Denial is a wonderful thing. Censorship proponents often say utterly irrational things like, "we don't want to ban anything, we just want this book removed from the library." Or they'll say, "we don't want to censor anything, we just want this book re-shelved from the children's section to the adult section." Safelibraries and a number of conservative columnists love to say that the Banned Book Week is a hoax, claiming that no books have been banned in the US in decades. And, ever so conveniently, they all get to paint themselves as something other than what they are. "We're not censors," they claim, "we just . . . ."
While words like censorship and banning certainly do apply to large-scale prohibitions, they also apply to very small-scale infringements on Free Speech. The general understanding of the term has never been restricted only to large-scale prohibitions, and any attempt to restrict its use that way is artificial and self-serving.

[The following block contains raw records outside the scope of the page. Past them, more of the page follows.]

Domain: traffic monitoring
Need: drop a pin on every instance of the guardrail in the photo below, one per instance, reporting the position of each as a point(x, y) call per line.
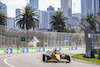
point(38, 49)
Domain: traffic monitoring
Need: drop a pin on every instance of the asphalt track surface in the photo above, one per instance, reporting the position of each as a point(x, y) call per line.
point(35, 60)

Regardless of the common understanding of the terms, courts have made it abundantly clear that they can can and do apply to very small-scale infringements on Free Speech. In their formal decisions they've called the removal, even the re-shelving, of a single volume in single library, censorship and banning. They've also made it clear that the terms apply even when a book is abundantly available outside of a library, in bookstores or other locations (availability in one location does not change the fact that restricting access in another location is, in fact, censorship and banning).

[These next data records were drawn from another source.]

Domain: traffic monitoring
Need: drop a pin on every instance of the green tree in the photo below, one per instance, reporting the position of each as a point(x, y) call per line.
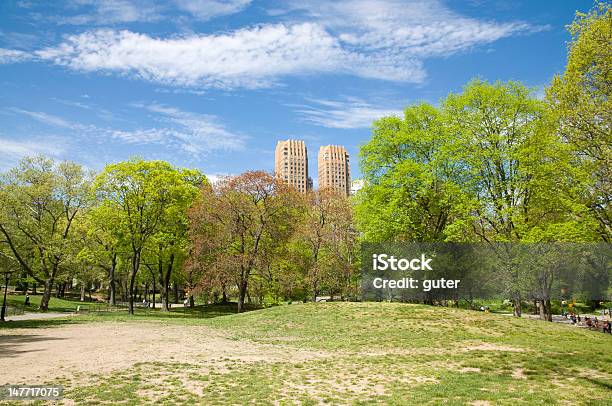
point(580, 102)
point(41, 202)
point(245, 218)
point(416, 187)
point(145, 196)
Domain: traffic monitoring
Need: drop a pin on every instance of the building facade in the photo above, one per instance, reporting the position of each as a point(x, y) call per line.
point(291, 164)
point(334, 169)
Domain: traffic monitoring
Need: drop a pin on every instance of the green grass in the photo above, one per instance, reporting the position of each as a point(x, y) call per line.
point(371, 353)
point(61, 305)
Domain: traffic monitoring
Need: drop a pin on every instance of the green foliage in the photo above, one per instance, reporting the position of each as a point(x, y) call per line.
point(41, 205)
point(580, 103)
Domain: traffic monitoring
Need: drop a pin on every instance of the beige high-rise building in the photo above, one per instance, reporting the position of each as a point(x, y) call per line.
point(291, 164)
point(334, 170)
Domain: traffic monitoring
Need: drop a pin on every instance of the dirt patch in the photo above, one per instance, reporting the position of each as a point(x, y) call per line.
point(46, 354)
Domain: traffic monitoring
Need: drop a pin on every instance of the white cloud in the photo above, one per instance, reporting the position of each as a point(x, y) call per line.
point(109, 12)
point(11, 151)
point(207, 9)
point(13, 56)
point(46, 118)
point(251, 58)
point(343, 114)
point(193, 133)
point(422, 28)
point(381, 39)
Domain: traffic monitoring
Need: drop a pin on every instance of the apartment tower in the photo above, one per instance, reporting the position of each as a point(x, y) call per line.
point(334, 171)
point(291, 164)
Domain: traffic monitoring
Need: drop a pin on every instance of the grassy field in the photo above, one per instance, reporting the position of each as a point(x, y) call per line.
point(345, 353)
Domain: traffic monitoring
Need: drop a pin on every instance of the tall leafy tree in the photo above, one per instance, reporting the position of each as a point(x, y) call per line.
point(144, 195)
point(416, 188)
point(580, 102)
point(41, 202)
point(248, 215)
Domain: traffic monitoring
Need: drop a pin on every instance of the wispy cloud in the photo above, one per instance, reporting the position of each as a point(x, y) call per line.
point(207, 9)
point(46, 118)
point(193, 133)
point(353, 113)
point(380, 39)
point(105, 12)
point(11, 151)
point(13, 56)
point(113, 12)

So the kinds of restrictions commonly proposed in library book challenges are censorship. And that means that many books that have been removed from libraries, re-shelved within libraries, or had access restrictions put on them, have, in fact, been banned. That's not my opinion. That's court precedent. Banned Books Week, then, is far from a hoax. Books are banned and censored every year.
And if those kinds of restrictions are, by court usage, censorship and banning, than the proponents of those restrictions are censors and banners: censors by intent if they work to achieve such ends, and censors in fact if they do achieve them.
For examples of how courts have used the terms banned and censored, see Right to Read Defense Committee v. School Committee of the City of Chelsea, US District Court, MA (1978), 454 F. Supp. 703, and Sund v. City of Wichita Falls, Texas, US District Court, N.D. Texas (2000), 121 F.Supp. 2nd 530.